I would also want to push the 'observer status' thing a bit further. National events have a 'moral requirement' which goes beyond their 'own constituency'. Even those who are there to observe have a moral right to feel that what they observe belongs to them. Both English and Welsh - as languages - belong to all the people of Wales.
I'm with Szczeb to the extent that individuals can belong to more than one community. That's obvious. I would also underline again that I am comfortable with distinct 'spaces' in any human experience. What I remain uncomfortable with is with those who actually crave the safe certainties of isolation and I remain of the view that indulging such cravings leads inevitably to stagnation.
Such cultures, like laboratory experiments, will only remain ultimately as in aspic.
Finally, to Stonemason...I may have ripped your comfort zone to shreds. You should see what I have done to mine!
wild about...
6 years ago
1 comment:
Diolch am eich ymateb, Aled.
I'll continue in the language of the blog.

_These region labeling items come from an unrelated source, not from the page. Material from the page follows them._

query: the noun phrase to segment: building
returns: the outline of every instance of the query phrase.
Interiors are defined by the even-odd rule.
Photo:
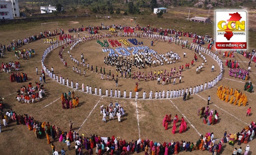
[[[63,7],[62,7],[61,10],[63,9]],[[40,10],[41,13],[52,13],[57,11],[56,6],[51,6],[51,5],[49,5],[49,6],[40,6]]]
[[[208,17],[194,17],[189,19],[190,21],[202,22],[205,23],[209,23],[211,22],[210,18]]]
[[[166,13],[167,12],[167,8],[165,7],[154,8],[154,13],[155,14],[157,14],[160,11],[162,11],[163,13]]]
[[[18,0],[0,0],[0,19],[19,17]]]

While we share much common ground here, I wonder whether you might be willing to say a bit more about how you see the implications of the following paragraph:
"I would also want to push the 'observer status' thing a bit further. National events have a 'moral requirement' which goes beyond their 'own constituency'. Even those who are there to observe have a moral right to feel that what they observe belongs to them. Both English and Welsh - as languages - belong to all the people of Wales."
It does indeed seem very important that there be cultivated a sense of "belonging" (or even 'stewardship') concerning the languages and cultures of Wales - at least as long as we stay within the framework of the 'nation' (which I'll do here, for the sake of the discussion).
Might I ask you how you think this would be best achieved? Would this be:
a) by movement internal to Welsh-language cultural events (e.g. increased bilingualism), or
b) would it be more useful to attempt to effect a change in the surrounding cultural attitudes (e.g. by improved cultural education, increased exposure to the Welsh language and its culture in the popular media, etc.)?
My concern is that you seem to be advocating a position tantamount to the first option, where the minority culture must change to satisfy the whim of the majority; your concept of the 'moral right' of the observer seems to me rather dangerous, and a principle which would likely lead to cultural dilution, weakness and the exact opposite of a vital multiculturalism.
Diolch ymlaen llaw am eich sylwadau.